Search

Michel Lastschenko: Je suis migrant [3/3]



« Accueillir les migrants, qui viennent qui partent, qui restent, qui continuent, les accueillir sans exigence, c’est honorer du devenir en eux » écrit Patrick Chamoiseau dans son très vivifiant texte « Frères migrants ». L’impuissance des gouvernements à héberger de façon durable et digne les sans-papiers et autres personnes déplacées, leur absence même de volonté de chercher à les intégrer dans la communauté nationale, pire, leur ambition de se débarrasser d’eux par des mesures de rapatriement volontaire ou forcé, leur espoir de conclure avec les Etats d’origine des personnes en migration ou des Etats de transit des accords de réadmission, voire d’y faire construire des camps de regroupement – et ce mot de « camp » devrait tous nous faire frémir - ont, heureusement, suscité des réactions et des initiatives individuelles ou collectives en vue de porter assistance aux naufragés de l’espérance que sont la plupart de celles et ceux qui quittent leur pays malgré eux.

Si toutes ces initiatives sont louables - admirables même pour certaines - et dignes d’émulation et d’inspiration, elles mettent toutefois l’accent, sans le vouloir, sur la différence conjoncturelle qui existe entre nous, citoyens européens, et ces personnes déplacées qui cherchent à s’établir dans nos Etats ou qui les traversent à la recherche d’un introuvable Eldorado.

La question essentielle, celle de la fraternité entre l’étranger et nous n’est pas posée, et, surtout, de ce qui constitue notre humanité : la migration.

Car, la vérité est que nous sommes tous migrants, tous en marche sur la route. Le poète Thierry-Pierre Clément l’exprime admirablement : « monter vers la source sans relâche, humaine destinée, commune destination ». Il s’agit moins de nous définir par rapport aux autres marcheurs - nous portons chacun les caractères de nos terres différentes - ni d’affirmer que nous sommes tous les descendants d’Adam, que de nous interroger sur le sens de cette marche et de vivre cette commune destination. En ce sens « chacun se retrouve, comme l’écrit Patrick Chamoiseau, réfugié dans chacun », relié par une même dépendance et par une même espérance.
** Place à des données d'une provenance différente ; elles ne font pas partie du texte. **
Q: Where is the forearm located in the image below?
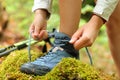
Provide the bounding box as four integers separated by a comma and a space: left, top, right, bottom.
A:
88, 14, 105, 30
93, 0, 119, 21
32, 0, 52, 18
Pour devenir ce migrant que nous sommes tous, il faut dévoiler le sens total de ce mot, je veux dire le bannir du vocabulaire courant lorsque nous parlons des « migrants » en général, de tel étranger exilé chez nous en particulier. Nous devons retrouver la signification poétique que Michaux donne à sa recherche « d’un être en lui à envahir », ce « Je est un autre » de Rimbaud qui nous permettent justement de définir l’autre en fonction non pas d’un statut identitaire - il est un migrant - mais en élargissant cette définition qui ne peut être réduite au seul état administratif. L’homme, la femme, l’enfant que nous appelons « migrant » est, comme chacun de nous, fils de ses parents, époux ou épouse de son conjoint, amant de son aimée, père ou mère d’un enfant ou de plusieurs. Il est comme nous un veuf ou une veuve, un homme divorcé, une femme délaissée. Il est maçon, pâtissier, marin, soldat, pompier, instituteur, avocat, médecin, diplomate déchu, ancien magistrat. Il est poète et musicien, peintre ou sculpteur. Etre migrant c’est sortir de cette absurdité « de la volonté de marquage » dont parle le poète Jean-Pierre Siméon, qui vise « à réduire l’identité d’un individu à des critères aussi labiles que son âge, sa taille, sa couleur de peau et son lieu de naissance ».


Je suis migrant et avec vous, écrit toujours Thierry-Pierre Clément « nous allons vers, nous n’arrivons jamais, l’élan demeure et le désir et l’abandon, et nous marchons, marchons, saisis de grande peur et d’ivresse profonde et pourtant nous savons sur la montagne ardue que sans cesse la cime à nos yeux se dérobe ».


Sans doute notre quête est celle de la dernière remise, du dernier passage de nuit, la séparation du jour et de la mort. Si notre voie est singulière, la vocation de la Maison Josefa me semble être de nous insuffler cette intelligence de notre commune destination, de nourrir notre esprit dans ce sens, de nous faire prendre conscience, en accueillant ces autres nous-mêmes que sont les « migrants » venant de terres lointaines, que, sans l’incarnation, l’esprit seul ne peut nous nourrir et nous suffire.